Cohere-embed-multilingual-v3.0
Property | Value |
---|---|
Author | Cohere |
Training Data | ~1B English pairs, ~0.5B Non-English pairs |
Language Support | 100+ languages |
Deployment Options | Cohere API, AWS SageMaker, Private Deployment |
What is Cohere-embed-multilingual-v3.0?
Cohere-embed-multilingual-v3.0 is a state-of-the-art multilingual embedding model designed for semantic search, clustering, and classification tasks. It represents the third generation of Cohere's embedding technology, trained on an extensive dataset of nearly 1.5 billion training pairs across multiple languages.
Implementation Details
The model can be accessed through multiple deployment options, including the Cohere API, AWS SageMaker for private cloud deployment, and custom private deployments. It features specialized encoding modes for search queries and documents, optimizing performance for specific use cases.
- Comprehensive multilingual support with training across 100+ languages
- Specialized encoding types for search optimization (search_query and search_document)
- Low-latency performance (as low as 5ms for query encoding on AWS SageMaker)
- Extensive benchmark results across multiple tasks including STS, clustering, and retrieval
Core Capabilities
- Semantic Search with strong NDCG@10 scores (up to 88.9 on QuoraRetrieval)

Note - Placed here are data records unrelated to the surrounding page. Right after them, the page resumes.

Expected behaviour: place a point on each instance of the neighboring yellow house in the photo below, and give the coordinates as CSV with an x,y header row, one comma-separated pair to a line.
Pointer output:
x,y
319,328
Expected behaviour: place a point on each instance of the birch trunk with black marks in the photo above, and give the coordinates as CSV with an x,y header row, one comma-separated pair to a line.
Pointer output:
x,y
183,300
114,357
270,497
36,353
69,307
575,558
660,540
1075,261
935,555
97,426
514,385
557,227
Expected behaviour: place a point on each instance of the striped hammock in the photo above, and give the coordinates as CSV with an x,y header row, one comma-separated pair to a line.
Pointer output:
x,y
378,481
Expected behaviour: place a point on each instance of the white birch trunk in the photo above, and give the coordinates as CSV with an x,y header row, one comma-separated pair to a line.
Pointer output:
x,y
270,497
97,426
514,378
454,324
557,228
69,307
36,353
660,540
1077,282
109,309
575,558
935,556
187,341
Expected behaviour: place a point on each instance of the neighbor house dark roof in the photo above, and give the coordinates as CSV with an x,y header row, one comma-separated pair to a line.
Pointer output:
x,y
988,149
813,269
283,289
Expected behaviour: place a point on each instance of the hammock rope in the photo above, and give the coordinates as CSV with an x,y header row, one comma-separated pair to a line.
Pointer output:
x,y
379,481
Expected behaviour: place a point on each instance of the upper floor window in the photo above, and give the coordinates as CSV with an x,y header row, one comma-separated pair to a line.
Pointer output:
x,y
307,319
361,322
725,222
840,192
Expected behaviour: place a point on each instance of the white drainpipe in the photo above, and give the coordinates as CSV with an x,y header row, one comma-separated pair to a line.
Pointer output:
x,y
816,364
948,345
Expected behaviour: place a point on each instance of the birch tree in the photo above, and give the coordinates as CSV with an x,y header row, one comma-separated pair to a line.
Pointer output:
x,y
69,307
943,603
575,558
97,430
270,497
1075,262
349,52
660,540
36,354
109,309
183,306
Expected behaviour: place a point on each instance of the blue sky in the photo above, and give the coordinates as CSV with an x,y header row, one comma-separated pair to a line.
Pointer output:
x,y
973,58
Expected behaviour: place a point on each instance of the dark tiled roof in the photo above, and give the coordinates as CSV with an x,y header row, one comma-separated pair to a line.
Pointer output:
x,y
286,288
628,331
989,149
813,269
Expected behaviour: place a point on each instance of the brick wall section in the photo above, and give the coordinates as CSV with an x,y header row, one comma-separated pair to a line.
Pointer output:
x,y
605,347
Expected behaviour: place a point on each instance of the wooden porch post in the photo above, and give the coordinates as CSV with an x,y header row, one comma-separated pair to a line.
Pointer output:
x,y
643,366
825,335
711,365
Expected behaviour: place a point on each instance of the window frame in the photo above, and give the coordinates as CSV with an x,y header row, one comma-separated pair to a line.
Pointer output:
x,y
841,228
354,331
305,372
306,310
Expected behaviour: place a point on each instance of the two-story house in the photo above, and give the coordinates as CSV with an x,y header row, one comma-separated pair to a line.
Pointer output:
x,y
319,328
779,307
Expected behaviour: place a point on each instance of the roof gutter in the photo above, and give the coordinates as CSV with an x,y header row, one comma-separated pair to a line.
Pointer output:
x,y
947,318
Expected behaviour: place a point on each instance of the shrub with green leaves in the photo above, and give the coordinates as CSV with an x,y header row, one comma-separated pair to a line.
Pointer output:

- Text Classification with high accuracy (95.6% on AmazonPolarity)
- Clustering with robust v_measure scores (up to 68.1 on StackExchangeClustering)
- Cross-lingual Understanding demonstrated through various benchmarks
Frequently Asked Questions
Q: What makes this model unique?
The model's extensive multilingual training (100+ languages) combined with specialized encoding modes for search makes it particularly effective for cross-lingual applications and semantic search tasks. It demonstrates strong performance across a wide range of benchmarks in the MTEB suite.
Q: What are the recommended use cases?
The model excels in semantic search, document clustering, text classification, and similarity scoring tasks. It's particularly well-suited for multilingual applications and can be deployed in various environments from API calls to private cloud deployments.